Schubert also answers these questions with many flashbacks to their life together, getting to know each other at the chair of psychology, life together in the GDR, which she did not leave even then for the sake of him, for the sake of love. Today she gets involved again in his world, which is not hers, gets confused (“Who knows, maybe I’m made up of three women. Maybe he just realized that. Only I didn’t know it yet.”) And celebrates Christmas in February, because he thinks it’s December 24th and would be sad otherwise. When she digitally attends a meeting of the writers’ association PEN, Derden drives down the drive in a wheelchair, falls over, injures herself, is confused.

Schubert does not leave out the bitter, sad, hard moments of care

It’s also irritating that a woman writes so bluntly how much she gave up for her husband, and at the same time how happy life together still makes her, even if it’s one that many people no longer consider to be. A fundamental dilemma of writing and public debate is that those who do and participate often only have indirect knowledge. Who cares, does not write, does not speak – no time for something like that.

Helga Schubert is an exception. She has also told the story that “The Today Day” tells – partly with the same wording – in many interviews in recent years that she gave after she won the Bachmann Prize at the age of 80. Only since then has she really become known to the West German public, although she has been writing and publishing novels for many decades.

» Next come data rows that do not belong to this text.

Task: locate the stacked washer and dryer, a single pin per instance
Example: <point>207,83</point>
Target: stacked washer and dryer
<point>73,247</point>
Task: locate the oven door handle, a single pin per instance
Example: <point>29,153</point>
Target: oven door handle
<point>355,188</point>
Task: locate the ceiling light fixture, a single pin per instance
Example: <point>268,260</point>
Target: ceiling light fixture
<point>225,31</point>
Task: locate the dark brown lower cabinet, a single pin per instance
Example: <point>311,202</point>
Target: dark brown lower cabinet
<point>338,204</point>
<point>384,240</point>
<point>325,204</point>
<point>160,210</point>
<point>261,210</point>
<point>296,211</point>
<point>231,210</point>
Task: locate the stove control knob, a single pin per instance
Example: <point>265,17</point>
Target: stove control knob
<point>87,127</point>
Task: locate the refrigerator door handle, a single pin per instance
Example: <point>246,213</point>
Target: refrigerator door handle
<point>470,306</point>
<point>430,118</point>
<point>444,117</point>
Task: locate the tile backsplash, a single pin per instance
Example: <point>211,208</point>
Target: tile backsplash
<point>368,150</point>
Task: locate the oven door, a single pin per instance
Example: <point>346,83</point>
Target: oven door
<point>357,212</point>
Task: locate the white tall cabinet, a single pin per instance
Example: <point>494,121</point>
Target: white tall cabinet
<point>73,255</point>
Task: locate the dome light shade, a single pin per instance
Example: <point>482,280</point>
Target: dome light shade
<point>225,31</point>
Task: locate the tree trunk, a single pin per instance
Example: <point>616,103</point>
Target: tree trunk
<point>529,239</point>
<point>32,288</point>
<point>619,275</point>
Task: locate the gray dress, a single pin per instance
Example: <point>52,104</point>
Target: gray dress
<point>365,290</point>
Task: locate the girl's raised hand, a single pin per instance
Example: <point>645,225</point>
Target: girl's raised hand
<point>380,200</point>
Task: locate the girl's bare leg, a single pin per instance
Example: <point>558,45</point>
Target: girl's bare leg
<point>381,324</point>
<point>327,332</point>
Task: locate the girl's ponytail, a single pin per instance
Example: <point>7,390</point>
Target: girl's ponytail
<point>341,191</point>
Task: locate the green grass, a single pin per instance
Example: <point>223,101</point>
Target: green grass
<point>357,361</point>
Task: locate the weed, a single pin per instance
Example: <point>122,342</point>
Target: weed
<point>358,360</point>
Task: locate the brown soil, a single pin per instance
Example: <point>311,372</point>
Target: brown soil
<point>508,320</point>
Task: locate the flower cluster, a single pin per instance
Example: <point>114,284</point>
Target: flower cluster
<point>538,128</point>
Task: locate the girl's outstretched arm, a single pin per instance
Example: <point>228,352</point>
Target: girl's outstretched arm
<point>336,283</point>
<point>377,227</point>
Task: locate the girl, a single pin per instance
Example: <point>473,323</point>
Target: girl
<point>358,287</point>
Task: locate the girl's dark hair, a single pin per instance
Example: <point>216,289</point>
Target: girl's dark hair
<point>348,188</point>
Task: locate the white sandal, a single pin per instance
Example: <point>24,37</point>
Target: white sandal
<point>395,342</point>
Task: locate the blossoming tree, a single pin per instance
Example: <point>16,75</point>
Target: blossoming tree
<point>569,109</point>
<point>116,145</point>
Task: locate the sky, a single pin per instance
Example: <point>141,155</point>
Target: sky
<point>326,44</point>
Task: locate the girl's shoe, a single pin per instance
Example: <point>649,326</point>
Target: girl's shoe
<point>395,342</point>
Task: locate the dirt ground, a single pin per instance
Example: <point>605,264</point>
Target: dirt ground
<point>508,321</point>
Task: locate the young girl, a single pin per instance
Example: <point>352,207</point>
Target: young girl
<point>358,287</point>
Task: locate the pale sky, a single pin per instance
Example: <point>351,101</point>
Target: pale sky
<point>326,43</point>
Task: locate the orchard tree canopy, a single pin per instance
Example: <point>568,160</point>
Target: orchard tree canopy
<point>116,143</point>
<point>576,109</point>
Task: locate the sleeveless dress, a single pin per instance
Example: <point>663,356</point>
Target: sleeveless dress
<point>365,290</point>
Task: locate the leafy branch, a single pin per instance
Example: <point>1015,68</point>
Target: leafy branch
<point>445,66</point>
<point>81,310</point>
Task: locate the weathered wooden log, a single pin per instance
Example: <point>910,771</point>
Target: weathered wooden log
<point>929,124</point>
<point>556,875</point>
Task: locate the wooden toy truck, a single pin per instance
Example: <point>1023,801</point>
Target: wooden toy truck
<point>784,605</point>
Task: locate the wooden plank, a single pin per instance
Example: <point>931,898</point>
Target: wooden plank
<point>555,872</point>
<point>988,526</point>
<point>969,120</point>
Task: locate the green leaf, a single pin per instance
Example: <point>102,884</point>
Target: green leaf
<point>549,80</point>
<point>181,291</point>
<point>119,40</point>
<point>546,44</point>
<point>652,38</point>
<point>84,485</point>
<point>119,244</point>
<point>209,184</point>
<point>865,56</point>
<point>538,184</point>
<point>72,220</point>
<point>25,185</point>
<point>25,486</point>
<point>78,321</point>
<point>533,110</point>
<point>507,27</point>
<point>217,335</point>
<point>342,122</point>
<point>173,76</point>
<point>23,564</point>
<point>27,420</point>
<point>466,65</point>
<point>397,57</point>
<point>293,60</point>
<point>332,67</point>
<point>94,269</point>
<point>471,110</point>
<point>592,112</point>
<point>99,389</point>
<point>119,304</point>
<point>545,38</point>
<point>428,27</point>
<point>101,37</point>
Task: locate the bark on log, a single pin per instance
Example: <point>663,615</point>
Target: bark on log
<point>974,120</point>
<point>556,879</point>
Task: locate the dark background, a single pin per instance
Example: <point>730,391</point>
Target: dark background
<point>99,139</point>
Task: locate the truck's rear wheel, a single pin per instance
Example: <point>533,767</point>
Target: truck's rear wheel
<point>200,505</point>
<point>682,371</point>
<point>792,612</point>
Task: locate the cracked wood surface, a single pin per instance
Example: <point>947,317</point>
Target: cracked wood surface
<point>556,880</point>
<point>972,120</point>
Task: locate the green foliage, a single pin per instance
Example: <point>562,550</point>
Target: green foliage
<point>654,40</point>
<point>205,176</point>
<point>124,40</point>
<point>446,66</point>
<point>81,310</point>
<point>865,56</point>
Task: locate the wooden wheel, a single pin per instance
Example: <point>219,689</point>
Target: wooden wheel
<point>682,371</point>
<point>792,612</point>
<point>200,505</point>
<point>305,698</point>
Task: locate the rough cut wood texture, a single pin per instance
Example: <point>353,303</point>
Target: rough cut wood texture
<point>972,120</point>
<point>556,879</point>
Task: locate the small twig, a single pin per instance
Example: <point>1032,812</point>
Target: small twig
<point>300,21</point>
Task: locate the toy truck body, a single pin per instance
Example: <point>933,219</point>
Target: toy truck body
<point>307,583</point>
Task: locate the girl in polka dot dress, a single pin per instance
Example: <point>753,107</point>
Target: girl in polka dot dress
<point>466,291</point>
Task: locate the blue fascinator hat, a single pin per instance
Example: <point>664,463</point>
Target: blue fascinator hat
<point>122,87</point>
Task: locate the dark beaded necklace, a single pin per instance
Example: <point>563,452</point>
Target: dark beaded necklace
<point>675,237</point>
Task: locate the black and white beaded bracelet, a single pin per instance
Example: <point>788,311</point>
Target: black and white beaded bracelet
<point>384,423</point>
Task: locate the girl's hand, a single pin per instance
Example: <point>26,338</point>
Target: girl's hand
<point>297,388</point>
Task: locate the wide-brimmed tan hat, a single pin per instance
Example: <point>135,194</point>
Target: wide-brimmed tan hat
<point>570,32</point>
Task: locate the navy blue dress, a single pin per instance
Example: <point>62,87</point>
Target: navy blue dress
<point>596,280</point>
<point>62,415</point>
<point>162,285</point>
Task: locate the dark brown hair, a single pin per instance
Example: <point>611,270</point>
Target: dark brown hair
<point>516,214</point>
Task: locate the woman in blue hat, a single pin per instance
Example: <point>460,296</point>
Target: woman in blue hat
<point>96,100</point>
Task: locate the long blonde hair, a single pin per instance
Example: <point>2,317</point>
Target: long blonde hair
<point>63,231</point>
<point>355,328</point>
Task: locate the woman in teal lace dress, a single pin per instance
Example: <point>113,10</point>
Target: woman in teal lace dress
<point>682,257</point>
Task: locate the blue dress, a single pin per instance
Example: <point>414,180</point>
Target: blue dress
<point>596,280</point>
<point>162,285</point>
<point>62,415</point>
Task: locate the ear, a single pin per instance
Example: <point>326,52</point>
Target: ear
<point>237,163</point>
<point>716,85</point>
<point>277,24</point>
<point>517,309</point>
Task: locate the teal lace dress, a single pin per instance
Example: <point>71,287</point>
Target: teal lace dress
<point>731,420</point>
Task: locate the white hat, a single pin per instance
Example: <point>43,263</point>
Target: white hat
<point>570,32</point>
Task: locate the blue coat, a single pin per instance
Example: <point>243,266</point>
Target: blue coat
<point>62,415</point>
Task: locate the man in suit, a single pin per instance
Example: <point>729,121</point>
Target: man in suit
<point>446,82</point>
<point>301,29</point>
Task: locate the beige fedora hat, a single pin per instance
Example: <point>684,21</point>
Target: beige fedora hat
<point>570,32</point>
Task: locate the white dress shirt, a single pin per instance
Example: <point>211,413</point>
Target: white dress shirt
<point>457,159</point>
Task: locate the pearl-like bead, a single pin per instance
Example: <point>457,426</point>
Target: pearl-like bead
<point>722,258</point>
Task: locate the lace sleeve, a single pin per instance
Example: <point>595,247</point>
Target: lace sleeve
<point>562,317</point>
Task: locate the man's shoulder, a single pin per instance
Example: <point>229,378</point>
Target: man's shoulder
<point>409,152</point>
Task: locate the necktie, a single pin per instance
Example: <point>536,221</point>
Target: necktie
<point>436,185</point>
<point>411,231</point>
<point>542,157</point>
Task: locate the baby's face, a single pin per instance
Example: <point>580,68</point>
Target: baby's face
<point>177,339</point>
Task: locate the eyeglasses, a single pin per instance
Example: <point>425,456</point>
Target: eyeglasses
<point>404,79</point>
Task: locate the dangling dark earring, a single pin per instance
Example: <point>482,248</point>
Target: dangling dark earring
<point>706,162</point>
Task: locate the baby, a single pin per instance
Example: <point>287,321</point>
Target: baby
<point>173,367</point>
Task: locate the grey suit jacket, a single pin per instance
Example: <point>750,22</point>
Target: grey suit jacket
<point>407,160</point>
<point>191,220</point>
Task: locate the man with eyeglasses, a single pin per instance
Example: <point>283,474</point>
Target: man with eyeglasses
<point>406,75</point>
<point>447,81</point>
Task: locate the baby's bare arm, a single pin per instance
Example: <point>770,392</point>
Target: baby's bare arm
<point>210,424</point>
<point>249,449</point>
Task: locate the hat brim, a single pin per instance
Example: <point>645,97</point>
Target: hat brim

No matter how much love there is (even in the subtitle, which reads “A Book of Love”), Schubert does not omit the bitter, sad, hard moments that caring for a seriously ill person entails: people who suggest giving the man morphine or waking him up in the morning with a cold washcloth on his face; the impossibility of going away because there is no one who can replace her in the care; her inner prohibition to think about the advantages of his approaching death.

Their very belief forbids the thought of ending another life

Schubert’s story is strongest when she sticks to the details, describes her everyday life in minute detail and puts her feelings about it on paper. Strange, on the other hand, is the encounter with other dying people and those caring for them. One moment you were so incredibly close to Derden and the narrator, then there is a chapter about the death of a man in 1994, whose wife killed himself shortly afterwards, and yes, this episode is probably intended to underline again how strong a bond there is between two people can be. But that has long since been understood there.

Helga Schubert prefaced the book with a quote from the Gospel of Matthew. She’s a believer, so any thought of ending another life, even if it’s just a little less devotion, is completely off-limits for her. There it says: “Therefore do not worry about tomorrow; for tomorrow will worry about its own. It is enough that each day has its own plague.” Living in the moment at all times, concentrating on the sun and creamy yogurt, may be the only way to endure her situation.